In this setting, under $ H_0, $ $ N = ( N_1, N_2, \ldots , N_ n )^ T $ is a mean zero Gaussian vector with variance covariance matrix $ \sigma ^2 \bOmega $. Here $ \sigma ^2 $ is the variance of the white noise process $a_ t$ and $\bOmega $ is the variance-covariance matrix associated with the ARMA model. Moreover, under $H_ a$, N has $\beta \zeta $ as the mean vector where $\zeta = (\zeta _1, \zeta _2, \ldots , \zeta _ n )^ T $. Additionally, the generalized least squares estimate of $\beta $ and its variance is given by

\begin{eqnarray*} \hat{\beta } & = & \delta / \kappa \\ \textrm{Var} ( \hat{\beta } ) & = & \sigma ^2 /\kappa \end{eqnarray*}

where $\delta = \zeta ^ T \bOmega ^{-1} N $ and $\kappa = \zeta ^ T \bOmega ^{-1} \zeta $. The test statistic $\tau ^2 = \delta ^2/ (\sigma ^{2} \kappa )$ is used to test the significance of $\beta $, which has an approximate chi-squared distribution with 1 degree of freedom under $H_0$. The type of estimate of $\sigma ^2$ used in the calculation of $\tau ^2$ can be specified by the SIGMA= option. The default setting is SIGMA=ROBUST, which corresponds to a robust estimate suggested in an outlier detection procedure in X-12-ARIMA, the Census Bureau’s time series analysis program; see Findley et al. (1998) for additional information. The robust estimate of $\sigma ^2$ is computed by the formula

\[ \hat{\sigma }^2 = ( 1.49 \times \mr{Median} ( | \hat{a}_ t | ) )^2 \]

where $\hat{a}_ t$ are the standardized residuals of the null ARIMA model.
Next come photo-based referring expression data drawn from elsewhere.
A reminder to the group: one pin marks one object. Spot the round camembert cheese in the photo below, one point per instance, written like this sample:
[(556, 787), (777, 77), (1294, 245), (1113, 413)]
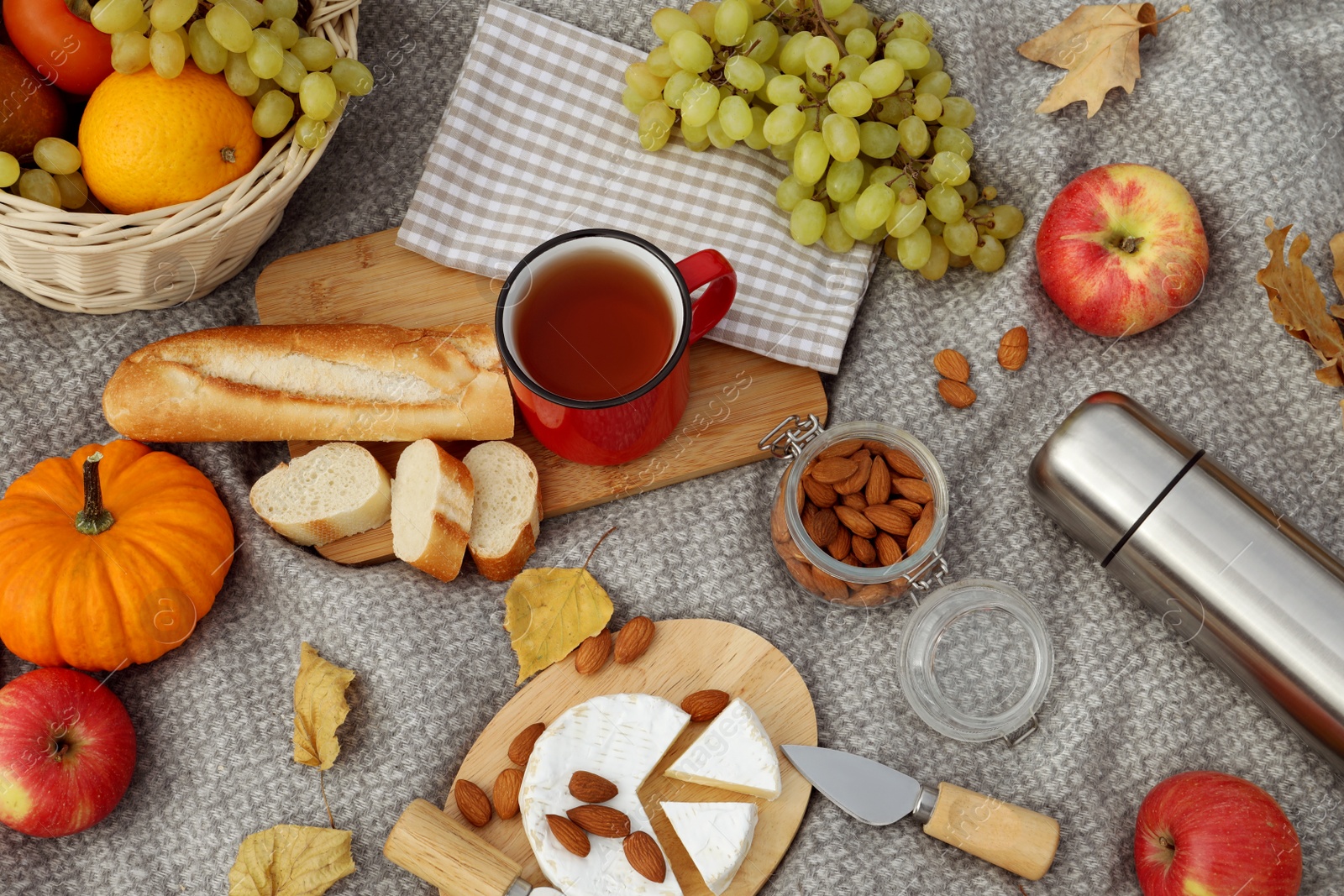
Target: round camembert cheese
[(622, 738)]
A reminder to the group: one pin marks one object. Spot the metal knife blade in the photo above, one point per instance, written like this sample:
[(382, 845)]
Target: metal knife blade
[(870, 792)]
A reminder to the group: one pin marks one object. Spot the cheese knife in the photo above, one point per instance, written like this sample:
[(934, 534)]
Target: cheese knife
[(1015, 839)]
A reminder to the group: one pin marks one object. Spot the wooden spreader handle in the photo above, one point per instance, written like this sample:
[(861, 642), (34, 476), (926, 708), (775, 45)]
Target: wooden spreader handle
[(448, 855), (1015, 839)]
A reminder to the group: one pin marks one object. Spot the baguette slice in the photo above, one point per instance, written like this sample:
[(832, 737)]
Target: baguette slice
[(432, 510), (333, 490), (507, 511)]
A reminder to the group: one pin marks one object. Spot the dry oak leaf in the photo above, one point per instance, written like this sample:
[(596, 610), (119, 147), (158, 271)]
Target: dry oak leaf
[(1100, 49), (291, 860), (319, 708), (549, 611), (1297, 302)]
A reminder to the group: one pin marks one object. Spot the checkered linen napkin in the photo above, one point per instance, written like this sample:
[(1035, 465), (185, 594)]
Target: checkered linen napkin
[(510, 170)]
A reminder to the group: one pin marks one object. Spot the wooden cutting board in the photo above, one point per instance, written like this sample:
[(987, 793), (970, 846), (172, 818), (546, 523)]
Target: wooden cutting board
[(685, 656), (737, 396)]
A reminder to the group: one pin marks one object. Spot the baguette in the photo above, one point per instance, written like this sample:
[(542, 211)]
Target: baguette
[(331, 382)]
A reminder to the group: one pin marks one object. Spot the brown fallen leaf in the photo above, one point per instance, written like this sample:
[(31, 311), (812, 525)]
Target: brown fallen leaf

The setting SIGMA=MSE corresponds to the usual mean squared error estimate (MSE) computed the same way as in the ESTIMATE statement with the NODF option.

The quantities $\delta $ and $\kappa $ are efficiently computed by a method described in De Jong and Penzer (1998); see also Kohn and Ansley (1985).

Modeling in the Presence of Outliers

In practice, modeling and forecasting time series data in the presence of outliers is a difficult problem for several reasons. The presence of outliers can adversely affect the model identification and estimation steps. Their presence close to the end of the observation period can have a serious impact on the forecasting performance of the model. In some cases, level shifts are associated with changes in the mechanism that drives the observation process, and separate models might be appropriate to different sections of the data. In view of all these difficulties, diagnostic tools such as outlier detection and residual analysis are essential in any modeling process.

The following modeling strategy, which incorporates level shift detection in the familiar Box-Jenkins modeling methodology, seems to work in many cases:

  1. Proceed with model identification and estimation as usual. Suppose this results in a tentative ARIMA model, say M.

  2. Check for additive and permanent level shifts unaccounted for by the model M by using the OUTLIER statement. In this step, unless there is evidence to justify it, the number of level shifts searched should be kept small.

  3. Augment the original dataset with the regression variables that correspond to the detected outliers.

  4. Include the first few of these regression variables in M, and call this model M1. Reestimate all the parameters of M1. It is important not to include too many of these outlier variables in the model in order to avoid the danger of over-fitting.

  5. Check the adequacy of M1 by examining the parameter estimates, residual analysis, and outlier detection. Refine it more if necessary.